Network Appliance Inc. (NetApp) announced general availability of block-level data deduplication within its NearStore R200 and FAS storage systems. The license key is free for NearStore users.
The data deduplication development is based on NetApp's Advanced Single Instance Storage (A-SIS), from its SnapLock product, and was four years in the making. The first instance of A-SIS came in a joint product with Symantec Corp., SnapVault Backup.
NetApp used a feature of its Write Anywhere File Layout (WAFL) to add A-SIS to its filers. WAFL already calculates a 16-bit checksum for each block of data it stores. For data deduplication, the hashes are pulled into a database and "redundancy candidates" that look similar are identified. Those blocks are then compared bit by bit, and if they are identical, the new block is discarded.
"That allows them to have deduplication with little to no performance impact," said W. Curtis Preston, vice president of data protection services at GlassHouse Technologies Inc. "That's huge."
NetApp released a white paper earlier this year which cautioned beta testers of the product about a number of limitations: A-SIS could only be used on CIFS or NFS data, it could not be applied to snapshots and it could not deduplicate across FlexVols, which at the time had a size limit of 4 terabytes (TB) on the supported platforms.
Those instructions were meant for beta testers first putting the product through its paces, according to Ravi Thota, director of product marketing, data protection and retention for NetApp. A-SIS can now be deployed on any FAS system, including storage area networks (SAN) and can be applied to snapshots. It still can't deduplicate across FlexVols, but the size limitation is 16 TB now that bigger platforms are supported.

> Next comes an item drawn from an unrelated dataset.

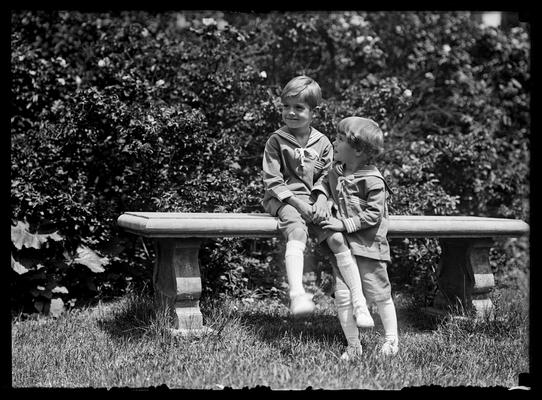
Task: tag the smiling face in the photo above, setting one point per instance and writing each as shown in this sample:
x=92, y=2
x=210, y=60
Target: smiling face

"You still wouldn't want to run it frequently with snapshots because it creates a small amount of metadata overhead each time data is deduplicated," Thota said. "If you're taking frequent snapshots -- that can add up. It'll still work, but that's just a best practice we're advising for our customers."
Ironically, the data deduplication now applicable to NetApp's SAN and network-attached storage (NAS) platforms is still not available for its virtual tape library (VTL), despite the fact that secondary storage has been the most common place for data deduplication so far. Like IBM, NetApp remains concerned about the performance impact of data deduplication on the VTL, though rumor has it the capability is now in beta tests with users. NetApp will be doing demonstrations of A-SIS with the VTL at Symantec's Vision conference next month.
"Even though they still don't have it for the VTL, segmenting products is good because it's honesty, and it's making sure the application will work in real environments," according to Preston.
He also praised the idea of adding data deduplication to WAFL. "They are the first to offer this type of product for direct storage of user data and not just backups," he said. "Other deduplication products have NFS and CIFS interface, but end users can't store their data directly on the box."
The deduplication license is available now and is bundled in to the NearStore "personality" license. For FAS systems, the license costs $3,000.